Review carried out on 14 June 2019

During an annual regulatory review

We reviewed the information available to us about Park Road Medical Practice on 14 June 2019. We did not find evidence of significant changes to the quality of service being provided since the last inspection. As a result, we decided not to inspect the surgery at this time. We will continue to monitor this information about this service throughout the year and may inspect the surgery when we see evidence of potential changes.

Inspection carried out on 19 May 2016

During a routine inspection

Letter from the Chief Inspector of General Practice

We carried out an announced comprehensive inspection at Park Road Medical Practice on 19 May 2016. Overall the practice is rated as outstanding.

Our key findings were as follows:

  • Staff assessed patients’ needs and delivered care in line with current evidence based guidance.
  • Staff understood and fulfilled their responsibilities to raise concerns, and to report incidents and near misses.
  • Patients said they were treated with compassion, dignity and respect and they were involved in their care and decisions about their treatment.
  • Information about services and how to complain was available and easy to understand.
  • Patients said they were able to get an appointment with a GP when they needed one, with urgent appointments available the same day.
  • The practice was integrated in the local community; managers were aware of the housing problems faced by some people and provided appropriate support.
  • The practice had good facilities and was well equipped to treat patients and meet their needs.
  • There was a clear leadership structure in place and staff felt supported by management. The practice proactively sought feedback from staff and patients, which they acted on.
  • Staff worked well together as a team and there were processes in place to manage staff training effectively.

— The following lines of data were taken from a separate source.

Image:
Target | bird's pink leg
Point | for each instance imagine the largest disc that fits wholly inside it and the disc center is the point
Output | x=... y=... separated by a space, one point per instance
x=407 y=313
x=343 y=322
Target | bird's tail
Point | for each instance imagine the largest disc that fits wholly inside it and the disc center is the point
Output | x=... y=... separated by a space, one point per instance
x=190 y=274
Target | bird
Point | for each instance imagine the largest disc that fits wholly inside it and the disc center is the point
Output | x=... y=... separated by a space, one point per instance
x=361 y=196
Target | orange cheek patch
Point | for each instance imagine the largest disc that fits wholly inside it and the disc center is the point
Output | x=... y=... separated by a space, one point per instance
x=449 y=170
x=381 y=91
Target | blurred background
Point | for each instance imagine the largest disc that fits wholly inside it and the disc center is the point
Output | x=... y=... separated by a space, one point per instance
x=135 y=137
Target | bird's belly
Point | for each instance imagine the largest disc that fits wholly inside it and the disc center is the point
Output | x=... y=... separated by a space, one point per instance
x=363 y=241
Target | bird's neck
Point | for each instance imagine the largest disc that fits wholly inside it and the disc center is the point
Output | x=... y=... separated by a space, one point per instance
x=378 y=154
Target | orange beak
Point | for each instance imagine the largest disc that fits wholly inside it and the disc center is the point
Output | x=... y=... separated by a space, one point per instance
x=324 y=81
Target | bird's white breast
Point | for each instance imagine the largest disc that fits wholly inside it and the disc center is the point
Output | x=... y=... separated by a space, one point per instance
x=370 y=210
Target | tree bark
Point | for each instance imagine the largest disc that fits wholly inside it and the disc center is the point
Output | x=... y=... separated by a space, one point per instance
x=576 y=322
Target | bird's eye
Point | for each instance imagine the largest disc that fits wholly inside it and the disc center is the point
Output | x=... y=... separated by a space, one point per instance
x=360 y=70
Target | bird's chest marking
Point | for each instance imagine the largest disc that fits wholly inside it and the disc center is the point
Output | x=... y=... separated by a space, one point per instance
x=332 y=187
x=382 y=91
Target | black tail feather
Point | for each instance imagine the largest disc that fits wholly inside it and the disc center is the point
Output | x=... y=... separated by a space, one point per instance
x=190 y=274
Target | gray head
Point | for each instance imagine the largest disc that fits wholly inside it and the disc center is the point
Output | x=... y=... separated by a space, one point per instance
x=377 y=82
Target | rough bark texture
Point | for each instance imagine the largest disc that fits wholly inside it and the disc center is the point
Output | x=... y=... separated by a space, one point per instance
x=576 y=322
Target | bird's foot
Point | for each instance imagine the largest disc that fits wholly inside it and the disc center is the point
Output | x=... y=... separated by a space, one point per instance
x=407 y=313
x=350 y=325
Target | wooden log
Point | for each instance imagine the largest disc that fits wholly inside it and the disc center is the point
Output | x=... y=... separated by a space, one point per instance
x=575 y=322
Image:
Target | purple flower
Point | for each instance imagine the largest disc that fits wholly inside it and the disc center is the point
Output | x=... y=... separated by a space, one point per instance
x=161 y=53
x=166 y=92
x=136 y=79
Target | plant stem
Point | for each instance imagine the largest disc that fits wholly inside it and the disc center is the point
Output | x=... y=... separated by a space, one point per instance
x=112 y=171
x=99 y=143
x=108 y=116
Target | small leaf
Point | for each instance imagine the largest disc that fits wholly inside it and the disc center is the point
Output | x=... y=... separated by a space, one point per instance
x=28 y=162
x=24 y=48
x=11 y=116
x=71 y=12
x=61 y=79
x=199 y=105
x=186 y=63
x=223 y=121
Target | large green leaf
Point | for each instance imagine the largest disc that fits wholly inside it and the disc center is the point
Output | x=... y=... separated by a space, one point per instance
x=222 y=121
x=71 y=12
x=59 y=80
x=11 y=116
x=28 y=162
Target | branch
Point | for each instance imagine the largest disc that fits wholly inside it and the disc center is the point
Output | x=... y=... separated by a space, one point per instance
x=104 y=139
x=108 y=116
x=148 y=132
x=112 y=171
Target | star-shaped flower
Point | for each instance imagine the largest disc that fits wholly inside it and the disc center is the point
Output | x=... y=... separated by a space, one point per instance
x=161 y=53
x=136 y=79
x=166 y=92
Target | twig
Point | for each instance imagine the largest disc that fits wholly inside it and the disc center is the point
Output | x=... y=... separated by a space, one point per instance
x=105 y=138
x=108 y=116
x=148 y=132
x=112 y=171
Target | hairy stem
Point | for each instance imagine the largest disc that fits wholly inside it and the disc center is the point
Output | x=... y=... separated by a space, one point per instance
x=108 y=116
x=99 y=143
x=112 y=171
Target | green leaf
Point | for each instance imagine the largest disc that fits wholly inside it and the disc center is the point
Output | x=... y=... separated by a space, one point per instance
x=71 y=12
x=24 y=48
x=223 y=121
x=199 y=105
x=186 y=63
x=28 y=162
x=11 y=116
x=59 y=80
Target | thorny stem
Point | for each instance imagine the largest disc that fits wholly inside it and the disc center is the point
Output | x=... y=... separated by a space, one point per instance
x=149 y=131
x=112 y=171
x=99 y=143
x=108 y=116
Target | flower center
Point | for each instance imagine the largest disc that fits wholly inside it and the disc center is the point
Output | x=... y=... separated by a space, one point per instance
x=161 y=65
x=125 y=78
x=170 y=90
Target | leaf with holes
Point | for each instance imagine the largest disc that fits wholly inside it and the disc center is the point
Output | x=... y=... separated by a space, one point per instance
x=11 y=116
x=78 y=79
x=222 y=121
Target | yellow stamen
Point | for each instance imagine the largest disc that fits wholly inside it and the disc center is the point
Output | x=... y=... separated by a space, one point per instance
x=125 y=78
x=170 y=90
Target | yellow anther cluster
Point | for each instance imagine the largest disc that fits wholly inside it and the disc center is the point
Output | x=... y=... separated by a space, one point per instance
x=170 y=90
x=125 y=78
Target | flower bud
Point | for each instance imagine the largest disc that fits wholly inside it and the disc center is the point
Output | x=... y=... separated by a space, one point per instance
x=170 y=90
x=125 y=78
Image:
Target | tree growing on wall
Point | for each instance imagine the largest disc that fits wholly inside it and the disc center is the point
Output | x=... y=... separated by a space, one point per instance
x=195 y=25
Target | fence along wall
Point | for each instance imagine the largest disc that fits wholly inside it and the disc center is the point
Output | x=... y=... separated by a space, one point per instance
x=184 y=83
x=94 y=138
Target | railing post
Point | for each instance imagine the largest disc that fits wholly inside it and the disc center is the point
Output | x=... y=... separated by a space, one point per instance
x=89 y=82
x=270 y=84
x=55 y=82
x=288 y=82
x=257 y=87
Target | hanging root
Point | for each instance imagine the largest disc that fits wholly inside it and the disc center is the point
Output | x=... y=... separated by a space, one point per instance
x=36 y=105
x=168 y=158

We saw several areas of outstanding practice including:

  • Following a suggestion made by the practice’s patient participation group, the practice developed and implemented a ‘discharge and handover’ policy. Every patient who had been discharged from hospital was contacted to ask how they were and if they needed any support or help with medication.
  • There was a system in place to invite patients in for a teenage health check once they reached their 16th birthday; in the past year 21 patients had taken up the offer. A practice leaflet had been produced for patients between the ages of 13 and 19; this provided contact details and pictures of all of the GPs and information about the dedicated young people’s services offered by the practice. The practice had carried out a survey of eight young people to ascertain whether they found the leaflet relevant and easy to understand, all patients responded and all reported the leaflet was useful.
  • A ‘new baby pack’ had been developed by the practice; this was sent out to all new parents and provided information about baby clinics and how to seek medical advice for young families. Each day, a number of ‘sick children’ appointments were embargoed for booking babies or young children with a GP. Many of these appointments were held until mid-afternoon when children had finished school for the day.

The area where the provider should make improvements is:

  • Take steps to ensure the infection control action plan is completed; with regard to replacing the carpet in one of the nurse’s clinical rooms with appropriate flooring.